New English Ballet Theatre is a relatively young company and while past performances have suggested it is still finding its feet, its current programme – although a somewhat mixed affair – shows greater assurance and maturity.
Jenna Lee’s The Four Seasons captures all the lightness and drama of Vivaldi’s famous compositions. In runs of quick neat steps the dancers skip lightly across the music and deftly catch at its accents. NEBT’s youthful company eagerly attacks the ambitious lifts, slides and floor-skimming spins scattered through the piece. There are times where the performance becomes a little one-dimensional, but on the whole this is a bright and elegant work danced with precision.
Remembrance is more perplexing. A new work by Wayne Eagling, it opens with the wedding of Marie Rambert (a whirlwind romance, she met her husband on a four day leave during the First World War and married seven months later) then plunges into a generalised narrative that begs the question of why Rambert’s name is attached to it at all.
After her husband returned to fight, Rambert is depicted as a wandering, desolate soul.
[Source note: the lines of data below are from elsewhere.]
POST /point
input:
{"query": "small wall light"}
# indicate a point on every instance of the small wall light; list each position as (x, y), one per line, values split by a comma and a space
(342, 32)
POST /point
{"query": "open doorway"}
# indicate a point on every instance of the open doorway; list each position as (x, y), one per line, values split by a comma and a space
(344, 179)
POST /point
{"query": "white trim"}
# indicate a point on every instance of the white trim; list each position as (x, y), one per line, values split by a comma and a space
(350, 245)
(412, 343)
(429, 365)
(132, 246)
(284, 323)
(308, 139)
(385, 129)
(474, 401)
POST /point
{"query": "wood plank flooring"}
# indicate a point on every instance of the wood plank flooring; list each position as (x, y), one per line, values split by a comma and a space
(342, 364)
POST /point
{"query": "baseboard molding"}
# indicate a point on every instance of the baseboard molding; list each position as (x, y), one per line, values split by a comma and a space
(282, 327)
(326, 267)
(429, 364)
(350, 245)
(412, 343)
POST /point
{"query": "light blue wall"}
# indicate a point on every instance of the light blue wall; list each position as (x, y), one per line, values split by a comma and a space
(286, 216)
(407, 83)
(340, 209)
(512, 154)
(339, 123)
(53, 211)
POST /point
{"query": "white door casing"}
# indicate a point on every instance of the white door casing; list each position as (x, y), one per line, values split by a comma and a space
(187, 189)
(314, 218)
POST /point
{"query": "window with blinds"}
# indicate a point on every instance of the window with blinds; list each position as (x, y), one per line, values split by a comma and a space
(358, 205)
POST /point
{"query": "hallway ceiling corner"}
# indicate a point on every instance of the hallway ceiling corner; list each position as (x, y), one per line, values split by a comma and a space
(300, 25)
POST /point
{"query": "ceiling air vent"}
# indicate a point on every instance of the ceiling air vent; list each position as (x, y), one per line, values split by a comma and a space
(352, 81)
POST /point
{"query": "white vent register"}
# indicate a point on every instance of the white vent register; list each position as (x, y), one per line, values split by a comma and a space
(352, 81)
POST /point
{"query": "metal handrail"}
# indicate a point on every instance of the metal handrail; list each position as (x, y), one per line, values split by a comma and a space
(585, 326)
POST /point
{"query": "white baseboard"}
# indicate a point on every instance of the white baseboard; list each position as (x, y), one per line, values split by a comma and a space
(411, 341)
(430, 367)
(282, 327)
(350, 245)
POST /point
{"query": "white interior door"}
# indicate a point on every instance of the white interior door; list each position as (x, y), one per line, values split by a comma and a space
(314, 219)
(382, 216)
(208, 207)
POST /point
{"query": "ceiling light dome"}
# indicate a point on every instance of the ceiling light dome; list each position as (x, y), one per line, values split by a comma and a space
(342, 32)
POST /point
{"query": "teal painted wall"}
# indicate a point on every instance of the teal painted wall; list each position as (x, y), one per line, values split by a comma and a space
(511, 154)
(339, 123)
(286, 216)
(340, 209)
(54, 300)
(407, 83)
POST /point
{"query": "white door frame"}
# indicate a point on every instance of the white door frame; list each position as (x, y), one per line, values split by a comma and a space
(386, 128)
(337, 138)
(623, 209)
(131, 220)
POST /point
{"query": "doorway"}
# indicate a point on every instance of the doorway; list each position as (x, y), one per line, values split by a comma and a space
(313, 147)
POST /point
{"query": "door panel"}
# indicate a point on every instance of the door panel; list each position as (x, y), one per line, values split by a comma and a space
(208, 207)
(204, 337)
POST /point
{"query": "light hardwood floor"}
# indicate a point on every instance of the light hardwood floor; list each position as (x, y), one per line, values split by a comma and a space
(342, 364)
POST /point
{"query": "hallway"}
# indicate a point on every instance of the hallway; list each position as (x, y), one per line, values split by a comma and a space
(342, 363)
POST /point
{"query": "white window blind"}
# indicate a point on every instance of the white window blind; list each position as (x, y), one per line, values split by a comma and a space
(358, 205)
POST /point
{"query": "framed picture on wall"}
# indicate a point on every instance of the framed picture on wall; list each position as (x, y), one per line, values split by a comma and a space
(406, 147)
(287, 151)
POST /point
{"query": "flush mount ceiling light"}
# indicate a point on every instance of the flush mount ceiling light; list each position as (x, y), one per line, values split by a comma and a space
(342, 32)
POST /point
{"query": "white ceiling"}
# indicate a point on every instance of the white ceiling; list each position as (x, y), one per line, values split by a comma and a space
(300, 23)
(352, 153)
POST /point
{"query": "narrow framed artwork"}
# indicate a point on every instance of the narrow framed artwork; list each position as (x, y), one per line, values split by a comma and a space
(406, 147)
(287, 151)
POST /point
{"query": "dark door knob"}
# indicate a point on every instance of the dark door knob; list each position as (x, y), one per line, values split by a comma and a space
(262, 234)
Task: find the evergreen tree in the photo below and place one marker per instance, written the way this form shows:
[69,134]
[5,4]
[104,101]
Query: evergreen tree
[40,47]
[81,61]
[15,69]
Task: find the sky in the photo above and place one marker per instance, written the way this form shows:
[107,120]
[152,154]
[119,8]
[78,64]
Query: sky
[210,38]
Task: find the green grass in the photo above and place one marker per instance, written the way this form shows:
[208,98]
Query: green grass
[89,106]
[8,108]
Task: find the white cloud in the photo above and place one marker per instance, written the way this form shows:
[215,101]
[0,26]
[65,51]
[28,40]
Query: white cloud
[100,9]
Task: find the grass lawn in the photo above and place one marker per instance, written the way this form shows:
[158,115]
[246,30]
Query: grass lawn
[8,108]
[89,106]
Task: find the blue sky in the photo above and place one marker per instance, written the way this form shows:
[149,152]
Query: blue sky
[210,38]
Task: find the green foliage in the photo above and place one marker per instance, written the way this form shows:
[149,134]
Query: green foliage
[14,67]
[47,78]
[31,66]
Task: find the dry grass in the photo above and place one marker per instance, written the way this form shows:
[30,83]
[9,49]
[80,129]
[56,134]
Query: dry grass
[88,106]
While the work’s duets are elegantly choreographed and emotively danced, for a woman who lived through two world wars and led a ballet company through the second – a company which, on a shoestring budget, toured relentlessly and this year celebrated its 92nd birthday – it seems an unfitting portrayal.
The trauma of the First World War shouldn’t be downplayed, but here an opportunity to depict a strong woman in ballet is sadly passed over for the age-old portrayal of male despair.
For a company keen to create fresh works with a cast of young and promising dancers, it’s a disappointing.